L’Armée a-t-elle pris conscience que cette stratégie était à terme extrêmement dangereuse pour l’existence même du Pakistan ? L’intervention de l’armée dans la vallée de Swat et les indications selon laquelle cette intervention s’étendrait bientôt aux régions tribales le laisse penser. La perspective de la création d’un vaste espace en Afghanistan et au Pakistan où les Talibans ferait la loi, remettant ainsi en cause l’unité du pays, qui est l’obsession de l’armée et l’évolution de l’opinion publique pakistanaise qui semble s’être partiellement retourné contre les talibans, du fait de leurs ambitions d’extension territoriale trop clairement affichée expliquent cette inflexion. Cette conversion est encore fragile et sans doute pas aussi profonde que l’on pourrait l’espérer. Mais les choses bougent.

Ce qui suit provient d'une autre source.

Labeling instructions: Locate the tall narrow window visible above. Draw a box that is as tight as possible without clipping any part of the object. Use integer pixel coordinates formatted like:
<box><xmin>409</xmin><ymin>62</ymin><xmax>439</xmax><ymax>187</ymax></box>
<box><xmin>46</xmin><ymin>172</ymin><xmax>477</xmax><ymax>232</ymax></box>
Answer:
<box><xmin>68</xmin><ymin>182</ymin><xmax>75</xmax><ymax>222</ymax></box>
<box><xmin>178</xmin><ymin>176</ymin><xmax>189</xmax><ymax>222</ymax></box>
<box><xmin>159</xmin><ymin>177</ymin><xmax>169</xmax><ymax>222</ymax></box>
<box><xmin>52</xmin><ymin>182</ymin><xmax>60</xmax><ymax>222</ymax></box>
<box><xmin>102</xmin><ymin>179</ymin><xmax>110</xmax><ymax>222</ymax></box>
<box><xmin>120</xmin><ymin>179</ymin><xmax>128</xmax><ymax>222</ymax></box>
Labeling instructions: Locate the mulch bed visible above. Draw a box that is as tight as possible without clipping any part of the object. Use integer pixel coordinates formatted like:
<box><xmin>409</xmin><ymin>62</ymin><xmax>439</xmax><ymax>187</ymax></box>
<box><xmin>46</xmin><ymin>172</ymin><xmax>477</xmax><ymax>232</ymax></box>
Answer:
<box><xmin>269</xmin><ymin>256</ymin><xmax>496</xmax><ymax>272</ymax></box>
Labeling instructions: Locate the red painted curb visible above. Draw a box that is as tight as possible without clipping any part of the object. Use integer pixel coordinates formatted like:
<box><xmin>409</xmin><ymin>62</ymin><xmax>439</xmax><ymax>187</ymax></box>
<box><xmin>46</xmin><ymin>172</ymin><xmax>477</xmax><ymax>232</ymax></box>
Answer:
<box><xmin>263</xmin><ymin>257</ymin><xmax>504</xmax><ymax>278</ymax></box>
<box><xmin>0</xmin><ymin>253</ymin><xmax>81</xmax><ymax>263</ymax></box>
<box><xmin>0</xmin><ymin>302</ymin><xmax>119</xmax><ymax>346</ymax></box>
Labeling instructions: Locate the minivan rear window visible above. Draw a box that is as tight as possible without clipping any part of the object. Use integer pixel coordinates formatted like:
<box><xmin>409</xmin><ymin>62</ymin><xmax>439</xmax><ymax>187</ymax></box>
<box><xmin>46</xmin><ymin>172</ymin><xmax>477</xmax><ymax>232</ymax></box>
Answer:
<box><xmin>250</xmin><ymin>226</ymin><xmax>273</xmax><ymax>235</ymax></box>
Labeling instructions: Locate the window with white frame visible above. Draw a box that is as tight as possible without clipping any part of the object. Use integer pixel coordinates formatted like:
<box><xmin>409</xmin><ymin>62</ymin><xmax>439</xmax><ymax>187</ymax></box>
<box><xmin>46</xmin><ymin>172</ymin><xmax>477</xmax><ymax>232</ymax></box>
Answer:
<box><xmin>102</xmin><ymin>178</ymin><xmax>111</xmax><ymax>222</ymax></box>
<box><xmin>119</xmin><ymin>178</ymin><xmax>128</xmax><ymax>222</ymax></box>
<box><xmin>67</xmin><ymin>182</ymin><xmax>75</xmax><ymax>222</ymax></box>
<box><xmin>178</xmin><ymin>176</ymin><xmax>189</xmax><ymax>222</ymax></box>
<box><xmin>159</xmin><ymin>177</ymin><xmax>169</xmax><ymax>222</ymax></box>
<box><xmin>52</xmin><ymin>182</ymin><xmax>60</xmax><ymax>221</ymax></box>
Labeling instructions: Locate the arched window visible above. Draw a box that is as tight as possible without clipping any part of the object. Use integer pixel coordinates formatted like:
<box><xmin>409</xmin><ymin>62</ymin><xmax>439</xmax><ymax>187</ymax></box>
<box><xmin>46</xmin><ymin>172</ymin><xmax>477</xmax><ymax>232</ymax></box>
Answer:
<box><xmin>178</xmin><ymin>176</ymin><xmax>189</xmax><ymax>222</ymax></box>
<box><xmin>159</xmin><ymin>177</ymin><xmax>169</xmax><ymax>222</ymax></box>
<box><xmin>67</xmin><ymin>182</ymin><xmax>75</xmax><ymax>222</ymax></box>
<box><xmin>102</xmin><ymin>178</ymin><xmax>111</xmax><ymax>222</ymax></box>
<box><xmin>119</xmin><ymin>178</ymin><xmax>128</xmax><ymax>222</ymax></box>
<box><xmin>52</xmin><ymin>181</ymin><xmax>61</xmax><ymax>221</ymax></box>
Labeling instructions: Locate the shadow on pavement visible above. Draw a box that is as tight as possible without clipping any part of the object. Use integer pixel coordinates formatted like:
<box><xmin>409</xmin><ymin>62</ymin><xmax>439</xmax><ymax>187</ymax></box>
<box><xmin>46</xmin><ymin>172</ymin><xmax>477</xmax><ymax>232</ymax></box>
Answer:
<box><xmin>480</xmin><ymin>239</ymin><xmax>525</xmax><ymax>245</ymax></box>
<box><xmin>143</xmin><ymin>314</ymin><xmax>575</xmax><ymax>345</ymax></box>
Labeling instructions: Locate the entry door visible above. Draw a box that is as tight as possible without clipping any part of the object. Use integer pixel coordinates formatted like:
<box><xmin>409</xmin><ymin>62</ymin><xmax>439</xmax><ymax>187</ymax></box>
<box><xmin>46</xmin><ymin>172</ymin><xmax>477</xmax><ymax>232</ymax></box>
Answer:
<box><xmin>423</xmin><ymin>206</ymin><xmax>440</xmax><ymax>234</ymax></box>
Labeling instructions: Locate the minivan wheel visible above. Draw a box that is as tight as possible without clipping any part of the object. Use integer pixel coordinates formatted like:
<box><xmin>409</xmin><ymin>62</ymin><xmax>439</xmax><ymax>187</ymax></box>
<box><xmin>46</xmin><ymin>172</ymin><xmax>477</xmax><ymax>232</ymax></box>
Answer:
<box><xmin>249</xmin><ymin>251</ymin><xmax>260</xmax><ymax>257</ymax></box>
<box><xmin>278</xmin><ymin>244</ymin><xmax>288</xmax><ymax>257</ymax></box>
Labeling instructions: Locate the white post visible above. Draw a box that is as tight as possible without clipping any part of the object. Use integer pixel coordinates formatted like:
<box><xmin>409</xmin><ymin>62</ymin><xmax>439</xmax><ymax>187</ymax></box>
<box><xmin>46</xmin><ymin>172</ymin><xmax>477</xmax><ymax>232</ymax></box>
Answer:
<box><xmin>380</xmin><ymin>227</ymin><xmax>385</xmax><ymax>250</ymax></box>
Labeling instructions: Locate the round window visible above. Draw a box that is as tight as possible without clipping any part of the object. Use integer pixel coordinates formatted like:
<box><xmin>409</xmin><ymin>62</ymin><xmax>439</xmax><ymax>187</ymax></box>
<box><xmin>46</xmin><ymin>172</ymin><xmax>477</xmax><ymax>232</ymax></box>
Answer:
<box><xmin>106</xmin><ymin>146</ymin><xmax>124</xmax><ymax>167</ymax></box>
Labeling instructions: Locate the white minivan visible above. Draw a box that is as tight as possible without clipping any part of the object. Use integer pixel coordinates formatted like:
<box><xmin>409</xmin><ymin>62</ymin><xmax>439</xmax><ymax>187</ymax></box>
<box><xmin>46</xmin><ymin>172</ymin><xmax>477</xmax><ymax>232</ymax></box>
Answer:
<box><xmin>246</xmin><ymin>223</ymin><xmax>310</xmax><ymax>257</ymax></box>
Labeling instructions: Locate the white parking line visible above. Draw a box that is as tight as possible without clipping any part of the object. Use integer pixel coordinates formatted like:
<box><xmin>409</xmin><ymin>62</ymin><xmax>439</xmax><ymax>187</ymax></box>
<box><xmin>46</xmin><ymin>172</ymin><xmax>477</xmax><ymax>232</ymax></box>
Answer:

b) La stratégie américaine est le second élément à prendre en considération. Celle-ci parait pour le moment assez simple : C’est la carotte et le bâton. Si les Pakistanais font ce qui est attendu d’eux, le pays bénéficiera d’une aide multiforme de très grande ampleur : les chiffres sont maintenant connus : 7,5 milliards de dollars en cinq ans pour l’aide civile, plus l’appui des Etats-Unis aux demandes pakistanaises au FMI et à la Banque Mondiale, plus des montants très importants pour l’aide militaire. De plus, les Américains sont prêts à user de leur influence à New Delhi pour faciliter les négociations entre l’Inde et le Pakistan, indispensables pour sortir du face à face actuel. Sinon le pays sera laissé à son propre sort. Pour l’instant, cette stratégie marche, même si elle cause un ressentiment réel dans l’opinion publique.

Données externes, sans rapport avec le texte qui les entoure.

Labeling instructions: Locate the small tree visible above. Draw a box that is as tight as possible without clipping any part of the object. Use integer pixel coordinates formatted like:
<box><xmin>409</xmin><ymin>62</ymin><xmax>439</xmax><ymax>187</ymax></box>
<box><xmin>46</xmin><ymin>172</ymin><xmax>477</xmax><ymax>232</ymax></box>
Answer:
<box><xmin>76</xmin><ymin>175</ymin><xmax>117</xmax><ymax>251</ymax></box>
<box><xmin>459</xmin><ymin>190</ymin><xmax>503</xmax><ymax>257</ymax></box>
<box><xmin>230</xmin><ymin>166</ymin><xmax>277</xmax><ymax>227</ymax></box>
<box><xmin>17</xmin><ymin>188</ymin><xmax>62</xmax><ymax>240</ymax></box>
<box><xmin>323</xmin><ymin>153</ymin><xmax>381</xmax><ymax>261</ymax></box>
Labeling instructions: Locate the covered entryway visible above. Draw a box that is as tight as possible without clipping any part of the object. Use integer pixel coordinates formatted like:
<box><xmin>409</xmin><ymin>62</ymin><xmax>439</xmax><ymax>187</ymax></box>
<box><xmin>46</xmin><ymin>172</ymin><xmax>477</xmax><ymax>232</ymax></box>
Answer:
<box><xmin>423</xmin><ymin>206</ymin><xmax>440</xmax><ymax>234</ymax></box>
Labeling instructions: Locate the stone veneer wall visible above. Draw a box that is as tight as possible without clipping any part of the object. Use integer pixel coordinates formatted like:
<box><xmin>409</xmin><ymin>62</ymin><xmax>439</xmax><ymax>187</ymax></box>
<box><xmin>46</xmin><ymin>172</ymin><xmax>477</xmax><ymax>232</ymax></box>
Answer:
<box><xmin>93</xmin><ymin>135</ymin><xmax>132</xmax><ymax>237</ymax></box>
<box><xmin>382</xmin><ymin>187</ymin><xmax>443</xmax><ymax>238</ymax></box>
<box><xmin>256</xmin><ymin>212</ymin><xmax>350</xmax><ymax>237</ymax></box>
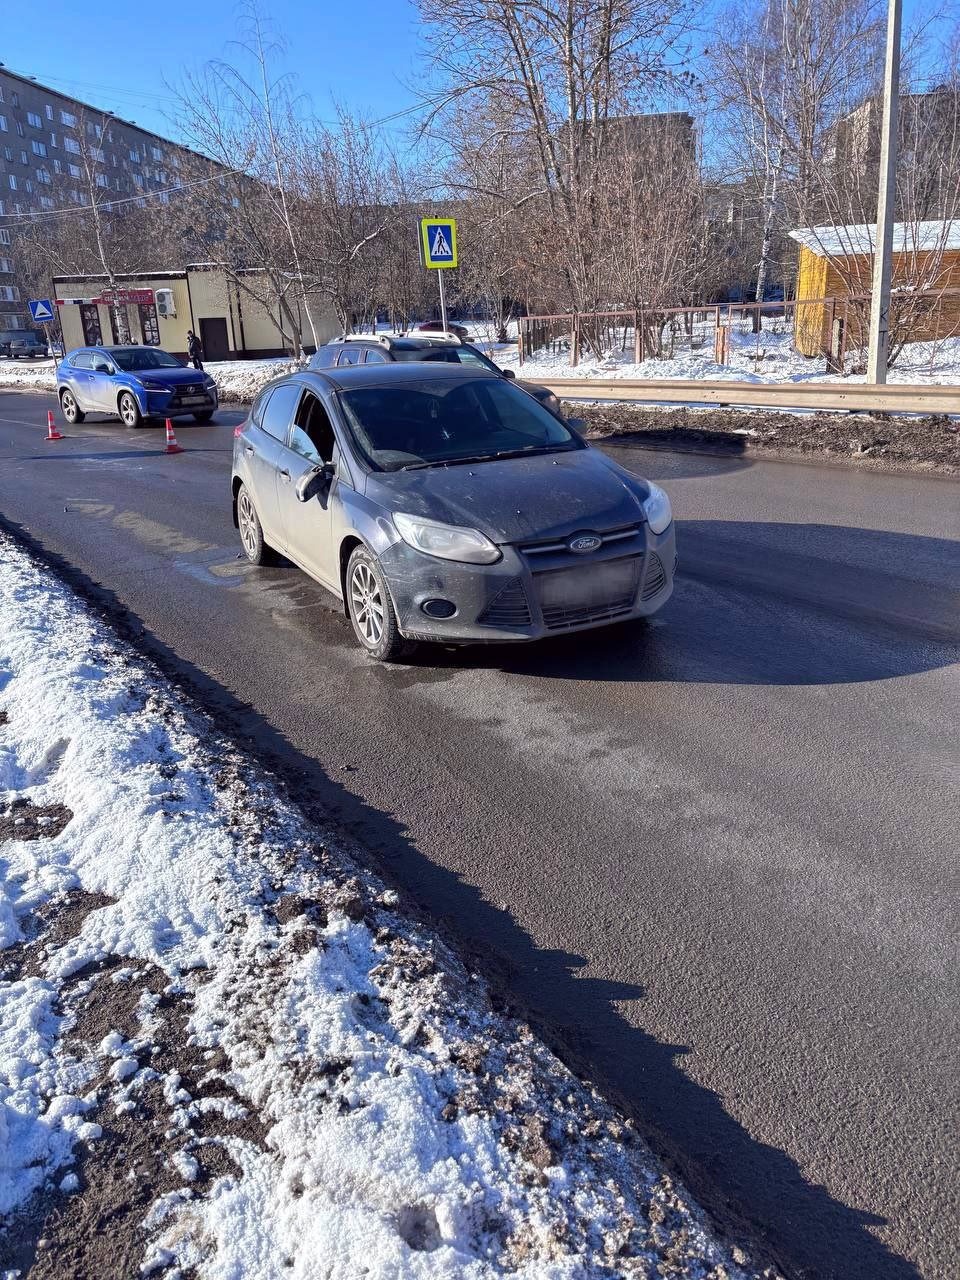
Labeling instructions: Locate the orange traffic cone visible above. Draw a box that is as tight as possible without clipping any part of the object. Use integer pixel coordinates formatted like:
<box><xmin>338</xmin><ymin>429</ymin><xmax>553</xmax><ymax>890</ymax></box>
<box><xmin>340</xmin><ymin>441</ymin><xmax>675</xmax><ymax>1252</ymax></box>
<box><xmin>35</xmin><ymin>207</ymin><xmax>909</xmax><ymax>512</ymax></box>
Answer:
<box><xmin>45</xmin><ymin>410</ymin><xmax>64</xmax><ymax>441</ymax></box>
<box><xmin>164</xmin><ymin>418</ymin><xmax>184</xmax><ymax>454</ymax></box>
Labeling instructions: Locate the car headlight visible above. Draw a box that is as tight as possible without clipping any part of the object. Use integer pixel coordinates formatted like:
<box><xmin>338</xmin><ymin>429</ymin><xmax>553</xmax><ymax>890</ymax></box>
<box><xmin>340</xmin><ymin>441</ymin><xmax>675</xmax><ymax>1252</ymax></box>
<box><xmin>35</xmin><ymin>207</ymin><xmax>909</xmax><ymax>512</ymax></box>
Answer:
<box><xmin>141</xmin><ymin>380</ymin><xmax>170</xmax><ymax>391</ymax></box>
<box><xmin>204</xmin><ymin>377</ymin><xmax>217</xmax><ymax>390</ymax></box>
<box><xmin>393</xmin><ymin>512</ymin><xmax>500</xmax><ymax>564</ymax></box>
<box><xmin>642</xmin><ymin>483</ymin><xmax>672</xmax><ymax>535</ymax></box>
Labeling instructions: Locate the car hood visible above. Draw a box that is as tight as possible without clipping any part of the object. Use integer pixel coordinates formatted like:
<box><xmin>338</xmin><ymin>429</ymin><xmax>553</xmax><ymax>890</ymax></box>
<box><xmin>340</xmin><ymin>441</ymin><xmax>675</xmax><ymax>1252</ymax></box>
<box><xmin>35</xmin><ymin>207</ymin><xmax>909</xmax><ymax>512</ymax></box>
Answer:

c) Enfin, la société civile et sa classe politique ont-ils à terme une chance de reprendre le contrôle de leur destin ? Quelques évolutions paraissent encourageantes : Si le président actuel est très déconsidéré, son principal opposant, M. Nawaz Sharif , le chef de la Pakistan Muslim League, jouit d’une très grande popularité dans le Punjab et travaille à se rendre acceptable aux populations des autres provinces. Une Union Nationale des principaux partis politiques autour d’un projet politique crédible pour le pays n’ait pas exclu. Il n’est pas sûr que ce projet convienne parfaitement aux Occidentaux, car M. Sharif est très imprégné des valeurs islamiques, mais ce serait une chance réelle d’établir un pouvoir civil durable prenant peu à peu le pas sur l’armée au Pakistan.En conclusion, le pronostic est complexe : le Pakistan n’est pas au bord du gouffre et sa survie dans les six mois qui viennent ne fait aucun doute. Mais il n’a pas encore trouvé le modèle qui lui permettrait de se reconstruire, d’éteindre la violence qui marque son histoire et d’aller vers un avenir pacifique et prospère. A court terme, les risques de tensions graves avec l’Inde sont toujours présents, par exemple si un nouvel attentat était commis en Inde. A plus long terme, il est très probable que le Pakistan évoluera vers une société beaucoup plus islamisée qu’aujourd’hui.